FFB6D architecture is different from the model in paper (up sampling stage and fusion module)

Hi Yisheng,

D9250B04-EBDA-4985-8C23-DA4067A25DA3

The network 's up sampling stage is not correct. The 3rd layer of up sampling and the conv2d afterwards are swapped, i.e., the 3rd layer of up sampling should be PSP_UP however, however it is just Conv2d.

It is a typo or you did it on purpose due to practical consideration?

7A93AB95-ED01-4D6B-BD31-4F45FD532571 EAC20400-3D5B-46C0-9721-158E95F99627

Oct 28 '21 08:10 minwang-ai

It's a typo and I tried fixing it and re-trained one of the models on LineMOD, finding that the performance is close. Considering the cost of re-training all pre-trained models, I decided to keep it as it is.

Oct 29 '21 06:10 ethnhe

It's a typo and I tried fixing it and re-trained one of the models on LineMOD, finding that the performance is close. Considering the cost of re-training all pre-trained models, I decided to keep it as it is.

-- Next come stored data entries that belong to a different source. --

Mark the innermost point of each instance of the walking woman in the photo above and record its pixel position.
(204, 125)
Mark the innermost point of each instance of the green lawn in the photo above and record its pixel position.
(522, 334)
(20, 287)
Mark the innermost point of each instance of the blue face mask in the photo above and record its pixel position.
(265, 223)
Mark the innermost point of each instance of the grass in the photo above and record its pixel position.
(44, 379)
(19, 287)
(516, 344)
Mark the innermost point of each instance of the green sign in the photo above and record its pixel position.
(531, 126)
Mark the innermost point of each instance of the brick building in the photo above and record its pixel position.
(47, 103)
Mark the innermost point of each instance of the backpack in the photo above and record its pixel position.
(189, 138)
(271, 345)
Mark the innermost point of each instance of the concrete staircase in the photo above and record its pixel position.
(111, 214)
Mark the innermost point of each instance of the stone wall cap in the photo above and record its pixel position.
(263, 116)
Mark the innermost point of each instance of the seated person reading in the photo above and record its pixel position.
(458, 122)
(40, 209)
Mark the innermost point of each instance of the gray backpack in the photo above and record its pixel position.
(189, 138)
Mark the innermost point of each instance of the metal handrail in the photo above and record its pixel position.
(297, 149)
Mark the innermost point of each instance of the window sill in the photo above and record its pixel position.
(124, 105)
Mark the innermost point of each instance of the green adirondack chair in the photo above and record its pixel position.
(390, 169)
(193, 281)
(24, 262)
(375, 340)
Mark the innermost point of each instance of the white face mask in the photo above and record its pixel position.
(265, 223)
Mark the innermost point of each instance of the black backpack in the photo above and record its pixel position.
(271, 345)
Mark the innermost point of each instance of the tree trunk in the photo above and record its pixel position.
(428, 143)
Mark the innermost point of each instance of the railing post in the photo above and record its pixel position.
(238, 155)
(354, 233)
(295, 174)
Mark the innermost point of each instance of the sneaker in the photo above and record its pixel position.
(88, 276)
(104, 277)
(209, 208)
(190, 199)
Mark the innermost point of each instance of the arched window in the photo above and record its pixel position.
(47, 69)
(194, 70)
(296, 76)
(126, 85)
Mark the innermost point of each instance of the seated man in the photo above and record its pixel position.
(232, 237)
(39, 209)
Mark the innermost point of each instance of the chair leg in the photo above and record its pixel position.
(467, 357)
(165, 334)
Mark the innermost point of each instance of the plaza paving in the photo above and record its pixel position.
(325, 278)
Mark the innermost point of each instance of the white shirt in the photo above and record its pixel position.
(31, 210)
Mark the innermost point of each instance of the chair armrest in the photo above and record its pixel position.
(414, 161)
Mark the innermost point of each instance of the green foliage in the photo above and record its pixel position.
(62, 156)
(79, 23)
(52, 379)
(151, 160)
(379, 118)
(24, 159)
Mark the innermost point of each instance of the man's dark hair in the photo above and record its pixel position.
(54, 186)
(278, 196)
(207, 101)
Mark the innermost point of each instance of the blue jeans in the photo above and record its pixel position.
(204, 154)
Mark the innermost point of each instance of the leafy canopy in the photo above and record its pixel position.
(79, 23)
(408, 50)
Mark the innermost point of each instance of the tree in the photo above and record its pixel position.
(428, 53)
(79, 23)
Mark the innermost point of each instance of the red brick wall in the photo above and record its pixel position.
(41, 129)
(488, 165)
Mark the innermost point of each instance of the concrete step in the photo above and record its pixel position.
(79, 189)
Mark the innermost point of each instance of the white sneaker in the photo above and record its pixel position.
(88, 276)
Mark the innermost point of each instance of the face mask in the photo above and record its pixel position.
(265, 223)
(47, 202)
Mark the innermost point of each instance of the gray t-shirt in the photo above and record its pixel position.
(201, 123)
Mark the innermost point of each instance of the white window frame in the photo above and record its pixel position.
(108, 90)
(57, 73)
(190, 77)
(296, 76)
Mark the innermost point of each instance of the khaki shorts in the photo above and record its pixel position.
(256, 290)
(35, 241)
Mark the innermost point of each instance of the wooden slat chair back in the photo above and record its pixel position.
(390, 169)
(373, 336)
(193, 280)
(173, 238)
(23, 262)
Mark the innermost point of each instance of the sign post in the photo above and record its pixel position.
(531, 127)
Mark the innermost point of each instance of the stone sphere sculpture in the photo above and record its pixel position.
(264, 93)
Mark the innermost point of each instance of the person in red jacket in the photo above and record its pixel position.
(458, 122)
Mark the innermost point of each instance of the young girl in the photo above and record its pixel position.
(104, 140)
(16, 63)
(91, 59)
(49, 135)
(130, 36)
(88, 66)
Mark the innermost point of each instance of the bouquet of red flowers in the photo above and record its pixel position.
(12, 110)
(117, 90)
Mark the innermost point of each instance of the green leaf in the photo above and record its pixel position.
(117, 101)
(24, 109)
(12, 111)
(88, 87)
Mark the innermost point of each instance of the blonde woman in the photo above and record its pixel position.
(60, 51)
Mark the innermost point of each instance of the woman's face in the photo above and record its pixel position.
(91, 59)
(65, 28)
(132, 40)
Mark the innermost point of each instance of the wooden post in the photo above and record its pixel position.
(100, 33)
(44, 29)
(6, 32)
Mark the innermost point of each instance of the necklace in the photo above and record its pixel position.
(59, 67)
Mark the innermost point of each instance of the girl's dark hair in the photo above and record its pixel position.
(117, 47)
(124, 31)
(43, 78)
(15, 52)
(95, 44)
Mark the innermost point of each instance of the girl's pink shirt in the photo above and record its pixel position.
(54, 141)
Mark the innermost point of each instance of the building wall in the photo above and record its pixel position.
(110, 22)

Thank you for your reply! I think the upsampling stages should be the 2nd version according to the paper, right? It is strange that you used two final layer before. 08E01D91-BB80-4780-95C9-3B86EFA5F9B4

I am also confused about the size of the output tensor and fusion operation. In the point cloud flow, the number of point of down sampling and up sampling is symmetric, however for rgb flow, it is not symmetric. You also use random sampling for rgb feature map to align the shape of rgb feature and point cloud feature before concatenation fusion. Could you tell me how you maintain the correspondence of rgb feature and point cloud feature during this process? 7C9C3D8E-34F5-4EB5-BD9B-CDE41F170A9B

I tried to have a look at the shape of last layer of encoder and feel confused about random sampling of rgb feature map:

The nearest interpolation of point cloud feature tries to increase the number of points from 50 to 4800, which is 96 times later than original number. How to maintain the accuracy here?

01BBB265-D0EE-4BCD-8AF1-12E6261B6C39

Oct 29 '21 07:10 minwang-ai

I think the upsampling stages should be the 2nd version according to the paper, right? It is strange that you used two final layer before.

Yes, but the performance difference is small.

In the point cloud flow, the number of point of down sampling and up sampling is symmetric, however for rgb flow, it is not symmetric.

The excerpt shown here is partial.